El meteorito NWA 7034 fue encontrado en el 2011 en Aziz Habibi, localidad del norte de Marruecos, por el buscador y comerciante de meteoritos Jay Piatek. Lo forman tres piezas de basalto de varios centímetros cuadrados cada una de color negro aceitoso. Procede de Marte, ese planeta al que enviamos robots que los transitan y naves que orbitan alrededor de él para analizarlos al detalle y por curiosidad científica y mitológica, es decir, espoleados por el deseo de saber y por la imaginación. De hecho, de los 113 meteoritos documentados a lo largo de la historia que han viajado desde allí hasta nuestra melancólica Tierra éste es el único del que se tiene la certeza que pertenece a la superficie del planeta rojo. Se saben más cosas sobre él: que tiene unos 2000 millones de años, lo que le sitúa en la era Amazónica, la más reciente de Marte; que de cada millón de partes suyas 6000 son de agua, y que es posible que su composición se haya debido a lava volcánica enfriada con rapidez.
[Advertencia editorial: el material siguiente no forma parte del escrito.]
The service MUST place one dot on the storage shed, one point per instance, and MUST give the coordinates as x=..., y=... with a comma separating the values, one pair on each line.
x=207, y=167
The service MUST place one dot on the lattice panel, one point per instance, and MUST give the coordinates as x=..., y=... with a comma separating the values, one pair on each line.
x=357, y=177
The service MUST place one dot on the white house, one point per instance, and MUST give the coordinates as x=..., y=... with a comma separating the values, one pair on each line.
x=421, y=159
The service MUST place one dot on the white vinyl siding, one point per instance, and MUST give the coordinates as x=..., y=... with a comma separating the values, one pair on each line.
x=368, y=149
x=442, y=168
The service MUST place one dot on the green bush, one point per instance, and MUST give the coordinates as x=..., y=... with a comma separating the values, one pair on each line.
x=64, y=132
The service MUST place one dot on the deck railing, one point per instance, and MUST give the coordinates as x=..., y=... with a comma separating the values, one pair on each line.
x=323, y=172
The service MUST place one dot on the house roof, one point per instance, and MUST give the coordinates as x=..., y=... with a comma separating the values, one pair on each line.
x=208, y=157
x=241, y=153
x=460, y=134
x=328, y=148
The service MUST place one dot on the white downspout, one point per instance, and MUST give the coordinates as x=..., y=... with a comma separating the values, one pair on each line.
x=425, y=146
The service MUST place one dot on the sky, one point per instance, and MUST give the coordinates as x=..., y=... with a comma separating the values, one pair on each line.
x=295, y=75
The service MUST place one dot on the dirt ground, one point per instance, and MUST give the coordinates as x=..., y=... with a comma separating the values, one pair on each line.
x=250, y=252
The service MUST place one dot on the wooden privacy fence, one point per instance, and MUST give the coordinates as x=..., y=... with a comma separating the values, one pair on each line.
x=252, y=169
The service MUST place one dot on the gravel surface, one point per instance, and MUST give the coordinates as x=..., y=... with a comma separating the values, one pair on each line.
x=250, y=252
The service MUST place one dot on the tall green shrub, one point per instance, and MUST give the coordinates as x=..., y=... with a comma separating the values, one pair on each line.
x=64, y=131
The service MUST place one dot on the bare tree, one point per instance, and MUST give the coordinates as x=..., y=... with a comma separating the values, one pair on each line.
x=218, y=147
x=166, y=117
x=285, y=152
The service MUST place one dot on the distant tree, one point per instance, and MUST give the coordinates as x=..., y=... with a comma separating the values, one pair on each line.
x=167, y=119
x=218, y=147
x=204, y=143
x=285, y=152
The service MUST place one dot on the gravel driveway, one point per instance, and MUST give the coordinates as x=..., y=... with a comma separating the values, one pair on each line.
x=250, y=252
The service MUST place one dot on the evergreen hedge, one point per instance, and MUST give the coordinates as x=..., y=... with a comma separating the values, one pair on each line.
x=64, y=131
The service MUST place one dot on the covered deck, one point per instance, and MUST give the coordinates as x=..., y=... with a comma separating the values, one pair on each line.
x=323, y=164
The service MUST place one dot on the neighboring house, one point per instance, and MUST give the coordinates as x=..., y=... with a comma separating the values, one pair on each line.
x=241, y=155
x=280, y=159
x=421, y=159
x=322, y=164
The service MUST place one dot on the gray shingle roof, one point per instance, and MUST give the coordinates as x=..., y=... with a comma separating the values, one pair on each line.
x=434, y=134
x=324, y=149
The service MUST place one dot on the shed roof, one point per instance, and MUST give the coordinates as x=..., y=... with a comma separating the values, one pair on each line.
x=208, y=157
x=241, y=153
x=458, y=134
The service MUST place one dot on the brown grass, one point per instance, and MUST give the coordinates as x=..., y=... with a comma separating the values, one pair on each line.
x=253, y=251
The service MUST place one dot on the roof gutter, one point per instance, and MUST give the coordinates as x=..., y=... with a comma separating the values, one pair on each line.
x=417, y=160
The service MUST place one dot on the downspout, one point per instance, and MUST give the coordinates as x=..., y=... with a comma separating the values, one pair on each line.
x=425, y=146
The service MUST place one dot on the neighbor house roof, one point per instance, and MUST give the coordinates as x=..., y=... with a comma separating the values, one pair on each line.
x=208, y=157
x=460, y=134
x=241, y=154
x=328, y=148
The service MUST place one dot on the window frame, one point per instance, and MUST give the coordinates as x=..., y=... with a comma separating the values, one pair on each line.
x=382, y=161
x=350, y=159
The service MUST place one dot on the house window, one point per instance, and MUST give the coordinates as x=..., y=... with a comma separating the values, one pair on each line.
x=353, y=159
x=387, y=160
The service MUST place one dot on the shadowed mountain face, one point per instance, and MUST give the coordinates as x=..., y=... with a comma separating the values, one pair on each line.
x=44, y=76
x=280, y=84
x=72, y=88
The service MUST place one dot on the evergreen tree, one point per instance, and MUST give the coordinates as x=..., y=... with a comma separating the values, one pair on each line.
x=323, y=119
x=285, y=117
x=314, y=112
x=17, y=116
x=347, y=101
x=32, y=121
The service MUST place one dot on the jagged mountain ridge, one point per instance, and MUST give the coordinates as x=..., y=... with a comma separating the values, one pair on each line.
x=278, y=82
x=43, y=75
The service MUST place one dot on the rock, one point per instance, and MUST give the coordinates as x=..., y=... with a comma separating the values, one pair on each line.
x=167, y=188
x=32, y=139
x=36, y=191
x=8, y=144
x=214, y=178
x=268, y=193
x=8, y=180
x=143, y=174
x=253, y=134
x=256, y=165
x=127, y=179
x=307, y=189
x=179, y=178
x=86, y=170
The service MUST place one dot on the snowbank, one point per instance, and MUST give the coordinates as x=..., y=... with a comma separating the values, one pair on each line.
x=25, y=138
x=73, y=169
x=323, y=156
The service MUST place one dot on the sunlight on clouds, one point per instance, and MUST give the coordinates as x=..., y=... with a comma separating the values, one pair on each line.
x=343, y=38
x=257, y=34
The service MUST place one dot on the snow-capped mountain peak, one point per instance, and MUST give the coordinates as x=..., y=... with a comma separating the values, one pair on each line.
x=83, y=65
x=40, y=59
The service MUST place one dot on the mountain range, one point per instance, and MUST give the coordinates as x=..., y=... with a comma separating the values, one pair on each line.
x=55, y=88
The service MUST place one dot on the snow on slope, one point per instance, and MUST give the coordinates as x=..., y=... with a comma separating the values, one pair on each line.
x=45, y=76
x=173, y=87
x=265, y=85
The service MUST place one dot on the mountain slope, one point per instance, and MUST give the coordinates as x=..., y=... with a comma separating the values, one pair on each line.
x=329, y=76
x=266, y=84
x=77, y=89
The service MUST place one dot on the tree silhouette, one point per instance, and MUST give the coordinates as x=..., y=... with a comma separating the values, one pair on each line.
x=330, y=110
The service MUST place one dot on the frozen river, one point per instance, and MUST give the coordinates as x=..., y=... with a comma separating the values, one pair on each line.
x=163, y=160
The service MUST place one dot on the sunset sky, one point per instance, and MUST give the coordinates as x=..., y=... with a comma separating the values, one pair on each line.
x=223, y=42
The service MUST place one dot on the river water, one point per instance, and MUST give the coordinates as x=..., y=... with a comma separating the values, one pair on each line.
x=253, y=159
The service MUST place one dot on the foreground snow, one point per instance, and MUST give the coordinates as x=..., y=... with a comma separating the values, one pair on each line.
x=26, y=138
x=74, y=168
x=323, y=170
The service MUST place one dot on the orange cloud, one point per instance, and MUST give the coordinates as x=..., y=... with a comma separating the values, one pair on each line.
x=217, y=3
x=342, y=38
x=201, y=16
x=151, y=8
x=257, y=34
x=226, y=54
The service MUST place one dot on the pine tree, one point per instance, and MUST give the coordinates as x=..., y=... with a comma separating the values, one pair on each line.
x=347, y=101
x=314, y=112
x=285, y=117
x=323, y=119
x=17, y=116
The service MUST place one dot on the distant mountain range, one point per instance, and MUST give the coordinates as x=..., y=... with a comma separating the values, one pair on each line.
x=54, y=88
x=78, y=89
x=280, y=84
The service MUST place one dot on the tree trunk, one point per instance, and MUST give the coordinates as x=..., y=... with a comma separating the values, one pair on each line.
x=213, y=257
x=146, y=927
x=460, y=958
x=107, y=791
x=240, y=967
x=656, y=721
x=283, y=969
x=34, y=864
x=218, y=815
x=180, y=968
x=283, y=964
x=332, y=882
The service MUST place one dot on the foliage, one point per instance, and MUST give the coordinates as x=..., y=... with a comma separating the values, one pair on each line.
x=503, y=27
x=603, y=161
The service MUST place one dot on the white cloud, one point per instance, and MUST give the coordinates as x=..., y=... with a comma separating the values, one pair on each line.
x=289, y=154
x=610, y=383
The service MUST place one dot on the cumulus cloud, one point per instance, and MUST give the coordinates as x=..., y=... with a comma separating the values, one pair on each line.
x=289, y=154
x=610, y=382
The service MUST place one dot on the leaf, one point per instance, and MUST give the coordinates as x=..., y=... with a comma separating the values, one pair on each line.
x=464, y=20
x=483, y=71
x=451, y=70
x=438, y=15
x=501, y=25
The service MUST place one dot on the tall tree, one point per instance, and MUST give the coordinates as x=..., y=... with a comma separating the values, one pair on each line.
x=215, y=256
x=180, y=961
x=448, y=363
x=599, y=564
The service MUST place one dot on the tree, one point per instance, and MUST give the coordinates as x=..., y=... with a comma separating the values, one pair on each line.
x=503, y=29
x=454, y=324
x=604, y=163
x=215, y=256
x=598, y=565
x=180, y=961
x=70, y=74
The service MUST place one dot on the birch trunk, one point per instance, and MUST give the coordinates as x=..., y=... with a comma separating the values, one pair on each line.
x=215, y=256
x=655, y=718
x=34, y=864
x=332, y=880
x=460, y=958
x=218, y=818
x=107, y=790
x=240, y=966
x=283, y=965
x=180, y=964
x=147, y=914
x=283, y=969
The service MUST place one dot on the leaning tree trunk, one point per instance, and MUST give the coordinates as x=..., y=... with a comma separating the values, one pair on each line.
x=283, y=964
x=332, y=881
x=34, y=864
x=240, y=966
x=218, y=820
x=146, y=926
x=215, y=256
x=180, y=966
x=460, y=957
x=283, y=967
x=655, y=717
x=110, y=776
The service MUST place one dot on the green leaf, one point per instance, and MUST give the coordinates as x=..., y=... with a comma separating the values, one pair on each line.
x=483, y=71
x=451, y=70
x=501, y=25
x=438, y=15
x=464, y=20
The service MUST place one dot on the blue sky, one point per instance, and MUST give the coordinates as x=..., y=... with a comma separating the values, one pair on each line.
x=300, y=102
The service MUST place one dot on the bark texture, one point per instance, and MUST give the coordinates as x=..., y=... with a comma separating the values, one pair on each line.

Los meteoritos siempre han fascinado a los seres humanos, que los han usado como amuletos, como objetos de culto o como libros de piedra donde leer paradójicamente, ya que ellos llegan desde un pasado remotísimo, el futuro. La literatura antropológica, la científica, la histórica y la esotérica está llena de pasajes protagonizados por estas rocas espaciales, a las que incluso se acusa de haber acabado con los dinosaurios. Meteoritos asesinos, meteoritos enigmáticos, meteoritos poéticos, meteoritos santos, meteoritos rayando el firmamento nocturno con sus arañazos desesperados: si se han tomado el trabajo de recorrer millones de kilómetros a lo largo de millones de años para chocar contra nosotros es que algo importante, algo esencial, tenían que decirnos. Por eso los escrutamos y los perseguimos con telescopios, con picos y palas, con teorías, con fantasías. Quién sabe sin también con el secreto deseo de reactivarlos y, como si de una nave espacial se tratara, embarcarnos en ello para escapar de un planeta que cada vez se está volviendo más obtuso y más tuerto: porque cualquier lugar, empezando por Marte, donde el hombre ya ha aterrizado en tantas ocasiones en sus novelas y en sus películas, será mejor que el nuestro.

En las fotos de los periódicos y de las páginas web, el meteorito NWA 7034 nos mira con unos ojos de humo reluciente, ojos de un volcán que no termina de despertarse, que parecen invitar a lejanías y destierros definitivos. Sus 6000 partes de agua por millón podrían ser de lágrimas, no de lagos desecados o de lluvias agotadas eras atrás. Lágrimas que los meteoritos hubieran derramado en nuestro nombre miles de años antes de conocernos. Lágrimas de civilizaciones extinguidas (de las que ellos se fugaron) o de civilizaciones en peligro de extinción. Lágrimas negras, lágrimas de basalto cementado de golpe o poco a poco en las oscuras calderas del universo. Lágrimas de advertencia y de desamor. Los ojos de este meteorito que, por primera vez en la historia de la humanidad, no esconde su origen no permiten que nos reflejemos en ellos (nuestra mirada resbala por su turbia superficie destellante), pero sí que nos identifiquemos con las preguntas que nos hacen. Esos ojos nos interrogan y, a su manera quieta y ensimismada, tan diferente del nerviosismo cauto que muestran los robots que mandamos a su patria, también nos exploran. Estemos atentos a su informe porque es posible que de él dependa la vida de nuestro planeta.